On Socks

Filed under: by: PBC

In the most formal of settings, socks should always be black. In any other situation, however, they ought to be white. One should often walk around outside wearing socks, for they are the perfect medium between bare feet and shoes. If the pavement is a bit too hot or cold, a sock is adequate, and you still reap the benefits of feeling every pebble that you step on. After your walk, you can look at the bottoms of your socks and revisit your journey. Let the socks become black with dirt! Earn your formality!

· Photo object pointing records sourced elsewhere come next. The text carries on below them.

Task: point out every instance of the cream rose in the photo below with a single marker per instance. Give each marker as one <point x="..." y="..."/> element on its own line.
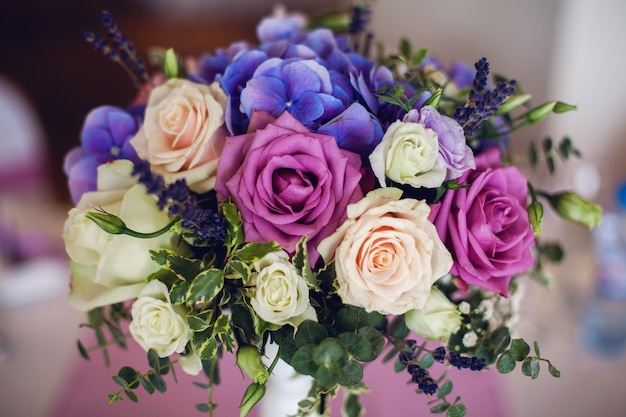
<point x="281" y="295"/>
<point x="183" y="132"/>
<point x="408" y="154"/>
<point x="437" y="320"/>
<point x="108" y="268"/>
<point x="156" y="323"/>
<point x="387" y="254"/>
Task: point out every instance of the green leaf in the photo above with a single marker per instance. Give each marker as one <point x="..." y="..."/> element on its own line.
<point x="445" y="389"/>
<point x="440" y="408"/>
<point x="352" y="406"/>
<point x="530" y="367"/>
<point x="397" y="327"/>
<point x="302" y="361"/>
<point x="114" y="397"/>
<point x="129" y="375"/>
<point x="346" y="320"/>
<point x="310" y="332"/>
<point x="203" y="407"/>
<point x="153" y="359"/>
<point x="158" y="381"/>
<point x="252" y="252"/>
<point x="170" y="64"/>
<point x="505" y="364"/>
<point x="208" y="349"/>
<point x="253" y="395"/>
<point x="237" y="269"/>
<point x="146" y="384"/>
<point x="419" y="56"/>
<point x="458" y="410"/>
<point x="330" y="353"/>
<point x="351" y="374"/>
<point x="234" y="228"/>
<point x="375" y="338"/>
<point x="405" y="47"/>
<point x="358" y="346"/>
<point x="205" y="286"/>
<point x="82" y="350"/>
<point x="197" y="324"/>
<point x="519" y="349"/>
<point x="553" y="371"/>
<point x="533" y="155"/>
<point x="131" y="395"/>
<point x="301" y="262"/>
<point x="513" y="102"/>
<point x="178" y="292"/>
<point x="427" y="361"/>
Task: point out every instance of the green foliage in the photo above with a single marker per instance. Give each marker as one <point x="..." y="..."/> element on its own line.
<point x="519" y="351"/>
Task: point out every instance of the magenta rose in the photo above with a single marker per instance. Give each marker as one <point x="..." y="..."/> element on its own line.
<point x="486" y="226"/>
<point x="288" y="182"/>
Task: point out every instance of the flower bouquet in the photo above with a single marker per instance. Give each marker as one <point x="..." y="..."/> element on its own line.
<point x="298" y="193"/>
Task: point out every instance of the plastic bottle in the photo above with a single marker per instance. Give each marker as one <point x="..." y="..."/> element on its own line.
<point x="604" y="316"/>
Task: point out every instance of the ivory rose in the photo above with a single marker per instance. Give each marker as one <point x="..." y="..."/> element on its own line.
<point x="108" y="268"/>
<point x="437" y="320"/>
<point x="387" y="254"/>
<point x="281" y="295"/>
<point x="183" y="132"/>
<point x="158" y="324"/>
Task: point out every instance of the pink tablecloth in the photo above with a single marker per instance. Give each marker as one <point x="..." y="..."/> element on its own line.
<point x="85" y="391"/>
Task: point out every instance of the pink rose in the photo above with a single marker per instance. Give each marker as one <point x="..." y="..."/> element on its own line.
<point x="387" y="253"/>
<point x="288" y="182"/>
<point x="486" y="226"/>
<point x="183" y="132"/>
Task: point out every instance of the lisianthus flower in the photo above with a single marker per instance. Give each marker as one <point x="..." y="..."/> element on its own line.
<point x="107" y="268"/>
<point x="105" y="137"/>
<point x="288" y="182"/>
<point x="387" y="253"/>
<point x="486" y="226"/>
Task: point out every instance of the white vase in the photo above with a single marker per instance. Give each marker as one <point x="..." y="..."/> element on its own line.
<point x="285" y="388"/>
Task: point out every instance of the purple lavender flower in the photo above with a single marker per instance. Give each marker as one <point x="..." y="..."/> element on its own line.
<point x="105" y="137"/>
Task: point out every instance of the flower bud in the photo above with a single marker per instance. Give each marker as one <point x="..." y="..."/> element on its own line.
<point x="576" y="209"/>
<point x="437" y="320"/>
<point x="535" y="215"/>
<point x="107" y="222"/>
<point x="249" y="361"/>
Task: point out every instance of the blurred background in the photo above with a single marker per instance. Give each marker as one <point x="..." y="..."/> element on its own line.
<point x="571" y="50"/>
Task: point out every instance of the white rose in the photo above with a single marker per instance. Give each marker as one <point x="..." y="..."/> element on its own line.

Description of a Hetroatomic street scene in Waltham

Filed under: by: PBC

We have a name for a superficially exciting but ultimately bleak state of consciousness: hypnagogia. The street acts like a threshold that has been taken out of context, a place that invites that we smash the idols without any intention of replacing them. Thus, here the nectar of the Gods does not come in a jug - more likely a syringe. The tube, diachronically schematized, at least allows somebody else to remember the pain of the experience. This particular type of pain is perhaps the only thing that we can abstract from the signpost and the little scraps of plastic madness that litter the avenue. This scattering is the most pragmatic, the most poetic and the most positively destructive. But alas, I have slain it all; the blood mixes in the tube, the street... the metaphor lays drunk and deceased on the sidewalk, uttering sweet moan; let us leave this logical carcass for the worms! Let us turn the corner and see something else.
Here is our peripheral ontology: any move toward a center is a type of moving away; we become absurd. I can only hope to become an illegible bit of feverish marginalia, never static and always with static charge, above and below texts.

Senior Citizen Superconductor

Filed under: by: PBC

At The Mall: Senior Citizen Superconductor
Early in the morning, the elderly perform a secret ritual at the shopping mall - so secret, in fact, that even they are not quite cognizant of what they yield. While the stores are all closed and the young fools eat their cotton candy, our elders walk in laps, or large circles, and generate a type of energy that radiates into the metropolis. It is a quiet hum, like the power lines that stretch over our homes, yet they need no power grid; they are much more comprehensive.

Breakfast with Wittgenstein

Filed under: by: PBC

This is an excerpt from an email that I wrote to Jacob. K-Lande requested that I post it. Enjoy.

Eating Breakfast with Wittgenstein:
I say, "there is an egg." What if I approach it with the intention of procurement, and suddenly the egg disappears from sight? Then we conclude that it was not an egg, but an illusion. Breakfast can be so frustrating. But suddenly, the egg re-appears, and we can touch it and eat it. Is this still an egg? We cannot know the meaning of "egg" because we are not equipped with rules for every application of "egg." If we assert that it is still an egg, we admit that we attach no meaning to the word "egg." Breakfast is hopeless, and this happens to me every time I eat!
Then I think of Humpty-Dumpty and the tragic case of the egg becoming irreparably cracked, a sad commentary on the existential sorrows that we must weather whether we sit on walls or not. Of course if we are overly cautious, we end up living our lives as though we are "walking on eggshells," a rather crunchy state of affairs. If we place all our eggs in one basket, we can make an excellent still-life painting. Lovely. Dump all the eggs out of the carton, set them on fire, and watch them roll down the road. Stop answering the door and never open packages.